The Pirates sent Tate to Albany in 1947, where he had a respectable 12-10 record and 3.61 ERA. His contract was sold to Sacramento of the Pacific Coast League at the end of the season. He was officially signed by the Sacramento Solons in February 1948. He threw 12 innings over 3 games and had a 4.50 ERA. In late April or early May, he was sent to the New Orleans Pelicans of the Southern Association, but he never reported.

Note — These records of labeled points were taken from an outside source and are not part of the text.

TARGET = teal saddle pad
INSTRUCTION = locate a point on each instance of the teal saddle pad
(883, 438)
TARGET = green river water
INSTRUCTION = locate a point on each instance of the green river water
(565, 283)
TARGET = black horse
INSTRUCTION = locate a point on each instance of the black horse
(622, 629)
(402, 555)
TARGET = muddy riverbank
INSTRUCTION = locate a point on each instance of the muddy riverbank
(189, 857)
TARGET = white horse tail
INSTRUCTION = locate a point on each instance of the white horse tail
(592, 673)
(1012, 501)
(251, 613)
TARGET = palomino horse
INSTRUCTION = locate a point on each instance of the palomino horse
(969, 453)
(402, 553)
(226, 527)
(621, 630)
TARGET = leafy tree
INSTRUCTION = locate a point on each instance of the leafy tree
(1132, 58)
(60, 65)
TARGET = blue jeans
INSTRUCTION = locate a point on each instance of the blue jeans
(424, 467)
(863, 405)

Tate was placed on the suspended list and promptly joined the Salt Lake Pinneys of the Utah Industrial League, which was where he got his start in baseball.
An article from the Salt Lake Telegram in late May 31 stated that the Pirates were unsure to keep Tate as a pitcher or turn him into an outfielder (He was a .288 hitter in the minors and hit 4 home runs.) He was disgusted by the indecision and quit pro ball altogether. The Pinneys used him as a pitcher and an outfielder and won the first half league championship with him. He signed with a team in Helper of the same league for the second half, and apparently the Pinneys got revenge by knocking their old teammate out of the box on occasion.
Tate pitched for a UIL team in American Fork from 1949 through 1957. I’ve seen them called the Cavemen, the Steelers and the Forkers. I think “Forker” was an unofficial nickname, but that would make for a fantastic logo these days. Tate was feared for his hitting and pitching prowess and became one of the Industrial League’s all-time greats. When his wife became seriously ill, the Steelers hosted a benefit game to help pay for her medical expenses.
Baseball Reference states that Tate worked for a Chevron refinery for 33 years and loved to fish and golf in his leisure time. Alvin Tate died on May 8, 1993 in Bountiful, Utah after a lengthy illness. He was 74 years old. He is buried in Lakeview Memorial Estates in Bountiful.